Sympathy is a word that appears alongside relatability in literary discussions, especially when it is nudged close to the word empathy. Both of those words are often used interchangeably, though that dangerous slippage in usage should be avoided—ignoring these distinctions is, incidentally, one method of prodding me past any sense of poise. Sympathy involves sharing a sensation. If someone feels sadness, you feel it too; if someone cuts a finger, you feel the anguish of a difficult life. Empathy, nearly everyone seems to have forgotten, is a bit colder, more stoic, and even rational: it is the ability to perceive and understand another person’s state. You can even spot in the chasm between these two words an interesting place for literature: sympathy prompts you to feel sadness when someone cries while empathy prompts you to understand why they cry. To have the latter but not the former describes some of our most classic novels. And maintaining this distinction seems, well, fairly important. I don’t want the team of international physicians called on to deal with the tragedy of my finger to be distracted by notions of sympathy, but I do want them to have empathy.

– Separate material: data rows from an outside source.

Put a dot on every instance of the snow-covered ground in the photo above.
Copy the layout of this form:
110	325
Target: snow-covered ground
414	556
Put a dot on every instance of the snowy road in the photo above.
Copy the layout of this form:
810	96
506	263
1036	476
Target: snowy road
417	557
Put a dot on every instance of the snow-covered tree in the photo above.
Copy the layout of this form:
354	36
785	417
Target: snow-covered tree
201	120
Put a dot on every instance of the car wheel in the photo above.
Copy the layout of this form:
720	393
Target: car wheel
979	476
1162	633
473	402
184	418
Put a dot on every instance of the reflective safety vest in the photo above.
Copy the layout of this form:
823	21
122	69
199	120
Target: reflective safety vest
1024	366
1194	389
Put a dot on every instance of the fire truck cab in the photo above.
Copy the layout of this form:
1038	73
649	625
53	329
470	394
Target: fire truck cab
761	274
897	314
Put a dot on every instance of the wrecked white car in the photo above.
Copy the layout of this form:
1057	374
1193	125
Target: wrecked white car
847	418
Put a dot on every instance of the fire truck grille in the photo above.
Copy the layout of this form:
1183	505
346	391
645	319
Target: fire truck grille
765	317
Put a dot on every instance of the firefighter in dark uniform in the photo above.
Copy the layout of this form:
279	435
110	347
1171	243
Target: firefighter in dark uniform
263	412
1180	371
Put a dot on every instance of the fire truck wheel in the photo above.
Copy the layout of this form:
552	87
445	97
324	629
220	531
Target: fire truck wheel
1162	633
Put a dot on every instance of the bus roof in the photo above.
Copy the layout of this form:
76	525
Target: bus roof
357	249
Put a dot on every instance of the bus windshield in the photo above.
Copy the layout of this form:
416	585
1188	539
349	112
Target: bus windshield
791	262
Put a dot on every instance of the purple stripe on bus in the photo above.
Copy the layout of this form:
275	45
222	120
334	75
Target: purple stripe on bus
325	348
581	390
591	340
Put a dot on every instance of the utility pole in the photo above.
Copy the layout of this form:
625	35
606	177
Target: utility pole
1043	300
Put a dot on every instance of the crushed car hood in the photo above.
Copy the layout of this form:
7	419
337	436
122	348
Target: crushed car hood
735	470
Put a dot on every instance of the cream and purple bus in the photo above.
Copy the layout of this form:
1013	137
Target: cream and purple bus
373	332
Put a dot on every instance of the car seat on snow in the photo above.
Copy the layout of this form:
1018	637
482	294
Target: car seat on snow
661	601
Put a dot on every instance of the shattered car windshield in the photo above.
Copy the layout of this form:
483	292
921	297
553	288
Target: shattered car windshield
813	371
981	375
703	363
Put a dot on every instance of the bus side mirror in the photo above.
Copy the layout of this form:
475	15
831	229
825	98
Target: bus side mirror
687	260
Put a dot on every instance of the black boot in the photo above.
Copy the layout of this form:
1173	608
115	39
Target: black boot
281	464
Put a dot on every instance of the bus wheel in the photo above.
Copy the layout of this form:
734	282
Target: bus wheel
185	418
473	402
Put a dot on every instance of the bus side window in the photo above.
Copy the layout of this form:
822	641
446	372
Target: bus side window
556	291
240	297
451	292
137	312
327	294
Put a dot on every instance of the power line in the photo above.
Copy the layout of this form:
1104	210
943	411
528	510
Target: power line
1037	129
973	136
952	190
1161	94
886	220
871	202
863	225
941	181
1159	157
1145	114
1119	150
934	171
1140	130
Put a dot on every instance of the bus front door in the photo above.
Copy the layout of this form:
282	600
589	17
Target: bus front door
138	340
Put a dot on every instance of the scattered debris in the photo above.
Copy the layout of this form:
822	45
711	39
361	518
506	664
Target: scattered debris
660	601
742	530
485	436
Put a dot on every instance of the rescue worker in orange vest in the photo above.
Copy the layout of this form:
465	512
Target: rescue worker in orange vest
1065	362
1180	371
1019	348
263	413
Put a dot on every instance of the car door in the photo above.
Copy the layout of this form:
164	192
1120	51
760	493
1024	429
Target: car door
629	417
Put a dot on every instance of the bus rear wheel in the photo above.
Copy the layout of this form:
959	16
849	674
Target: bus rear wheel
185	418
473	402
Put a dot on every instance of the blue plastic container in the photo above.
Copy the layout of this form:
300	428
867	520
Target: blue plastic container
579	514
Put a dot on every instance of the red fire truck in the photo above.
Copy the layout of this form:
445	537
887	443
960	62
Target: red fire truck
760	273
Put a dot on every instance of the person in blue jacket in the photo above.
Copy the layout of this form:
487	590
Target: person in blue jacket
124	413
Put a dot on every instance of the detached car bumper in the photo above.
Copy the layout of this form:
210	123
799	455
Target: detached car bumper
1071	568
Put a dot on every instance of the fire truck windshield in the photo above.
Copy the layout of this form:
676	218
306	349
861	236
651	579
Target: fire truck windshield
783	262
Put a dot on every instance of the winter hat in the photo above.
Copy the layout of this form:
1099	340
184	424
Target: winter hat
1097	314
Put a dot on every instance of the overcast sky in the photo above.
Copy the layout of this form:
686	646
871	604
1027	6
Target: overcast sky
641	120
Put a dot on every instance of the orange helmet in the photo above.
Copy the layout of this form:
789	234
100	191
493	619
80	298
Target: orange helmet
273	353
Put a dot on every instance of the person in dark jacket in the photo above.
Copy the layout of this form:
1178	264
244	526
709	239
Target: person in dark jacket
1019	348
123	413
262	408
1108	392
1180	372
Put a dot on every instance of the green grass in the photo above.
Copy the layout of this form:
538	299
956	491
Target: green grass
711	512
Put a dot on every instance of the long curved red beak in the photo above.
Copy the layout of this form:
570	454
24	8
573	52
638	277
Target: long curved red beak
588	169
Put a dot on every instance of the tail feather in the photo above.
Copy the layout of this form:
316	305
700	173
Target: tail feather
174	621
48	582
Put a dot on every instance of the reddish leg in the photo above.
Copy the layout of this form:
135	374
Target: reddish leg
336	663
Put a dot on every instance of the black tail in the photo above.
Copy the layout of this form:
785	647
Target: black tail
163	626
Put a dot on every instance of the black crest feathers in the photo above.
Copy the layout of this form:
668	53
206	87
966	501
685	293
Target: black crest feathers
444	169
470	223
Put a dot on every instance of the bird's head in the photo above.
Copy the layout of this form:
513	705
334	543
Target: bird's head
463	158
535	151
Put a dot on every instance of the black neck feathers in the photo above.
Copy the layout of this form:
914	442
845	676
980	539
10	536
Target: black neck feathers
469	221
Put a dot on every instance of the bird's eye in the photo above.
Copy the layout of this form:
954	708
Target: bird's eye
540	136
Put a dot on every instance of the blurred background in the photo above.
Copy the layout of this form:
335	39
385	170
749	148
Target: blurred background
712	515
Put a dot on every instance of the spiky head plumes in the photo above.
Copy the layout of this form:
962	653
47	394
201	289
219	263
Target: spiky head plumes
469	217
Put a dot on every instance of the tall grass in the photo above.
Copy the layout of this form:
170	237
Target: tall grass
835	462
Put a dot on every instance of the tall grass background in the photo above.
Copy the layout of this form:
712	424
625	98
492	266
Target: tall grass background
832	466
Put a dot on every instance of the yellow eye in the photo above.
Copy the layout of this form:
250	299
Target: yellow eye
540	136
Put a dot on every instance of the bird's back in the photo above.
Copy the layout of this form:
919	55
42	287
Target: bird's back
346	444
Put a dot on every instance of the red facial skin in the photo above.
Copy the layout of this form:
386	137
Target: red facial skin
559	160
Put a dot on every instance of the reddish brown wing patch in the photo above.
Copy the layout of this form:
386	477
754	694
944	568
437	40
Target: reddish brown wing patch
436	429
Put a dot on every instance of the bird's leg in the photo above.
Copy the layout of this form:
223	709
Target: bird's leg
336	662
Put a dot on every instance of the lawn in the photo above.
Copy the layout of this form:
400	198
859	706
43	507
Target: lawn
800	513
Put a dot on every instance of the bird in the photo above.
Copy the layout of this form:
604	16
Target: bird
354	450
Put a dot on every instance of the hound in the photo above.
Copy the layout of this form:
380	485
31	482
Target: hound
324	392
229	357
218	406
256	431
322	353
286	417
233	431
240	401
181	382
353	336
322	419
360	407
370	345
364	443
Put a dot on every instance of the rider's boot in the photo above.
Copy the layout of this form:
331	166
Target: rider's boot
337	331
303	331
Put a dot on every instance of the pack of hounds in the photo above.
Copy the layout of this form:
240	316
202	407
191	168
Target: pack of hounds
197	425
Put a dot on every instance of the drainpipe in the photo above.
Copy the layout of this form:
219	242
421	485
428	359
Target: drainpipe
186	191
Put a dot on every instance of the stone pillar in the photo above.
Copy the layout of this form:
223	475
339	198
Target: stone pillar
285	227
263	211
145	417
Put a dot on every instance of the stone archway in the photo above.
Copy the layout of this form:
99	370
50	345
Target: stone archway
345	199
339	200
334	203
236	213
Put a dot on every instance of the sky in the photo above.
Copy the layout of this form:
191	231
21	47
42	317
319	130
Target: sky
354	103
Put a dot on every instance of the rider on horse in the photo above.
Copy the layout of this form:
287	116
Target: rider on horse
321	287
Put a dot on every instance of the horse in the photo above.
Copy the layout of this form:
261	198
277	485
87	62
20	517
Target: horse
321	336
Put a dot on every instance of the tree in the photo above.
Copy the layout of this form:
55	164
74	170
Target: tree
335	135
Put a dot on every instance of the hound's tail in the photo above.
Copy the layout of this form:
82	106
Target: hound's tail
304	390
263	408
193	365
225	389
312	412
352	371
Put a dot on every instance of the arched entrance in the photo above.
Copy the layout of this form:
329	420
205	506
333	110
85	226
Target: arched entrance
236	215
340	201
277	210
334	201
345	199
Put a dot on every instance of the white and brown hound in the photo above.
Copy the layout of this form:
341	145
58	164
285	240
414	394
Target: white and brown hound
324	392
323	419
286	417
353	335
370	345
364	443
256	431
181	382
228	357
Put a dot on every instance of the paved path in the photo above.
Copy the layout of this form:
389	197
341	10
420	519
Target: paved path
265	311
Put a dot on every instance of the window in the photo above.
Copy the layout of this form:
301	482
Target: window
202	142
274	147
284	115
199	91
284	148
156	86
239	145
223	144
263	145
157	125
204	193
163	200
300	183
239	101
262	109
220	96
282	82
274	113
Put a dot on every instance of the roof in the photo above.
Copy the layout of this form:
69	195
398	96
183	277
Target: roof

Once again I tell myself—the blood pooling on the counter, early thoughts about the quantity that I have to spare—that every protagonist is an antihero. Vulnerability, perhaps the only universal truth, is what’s most relatable, regardless of our ephemeral differences. So perhaps the opening line of this essay served its purpose, as it takes just the tiniest bit of empathy to bring the reader closer. Just the tiniest bit of connection and understanding, even when the differences between people appear insurmountable.
Because every writer and reader is still, in the end, afraid of the dark, despite any stoical protest to the contrary. We might be selfish, myopic, and even cruel—especially when the smallest of pains hint toward much bigger pains—but we can recognize that the journey from womb to tomb is a shared fate. Show me a literature where actual, human vulnerability is exposed, and I’ll show you a healthy culture. Show me, instead, a culture that desires smiling audiences and happy protagonists, that coordinates its stories to its audiences, and I’ll show you an unhealthy culture. Today, I experienced a bit of physical pain, nothing too much, nothing too dramatic, but about as universal and relatable as I can imagine, says the bleeding, light-headed romantic.
Those who are willing to be vulnerable move among mysteries. Thank you, Charles!
"How could I possibly relate to eating kale?"
" ...the irony of collapsing while exercising, choking on broccoli, or overdosing on health supplements...."
You don't bring out your sense of humor very often, Charles. It is a real treat when you do. By the way, that kale will kill you. I suggest switching to baby spinach -- much less dangerous. Although I find if I add coconut oil to kale it makes it easier to scrape into the garbage can... just saying.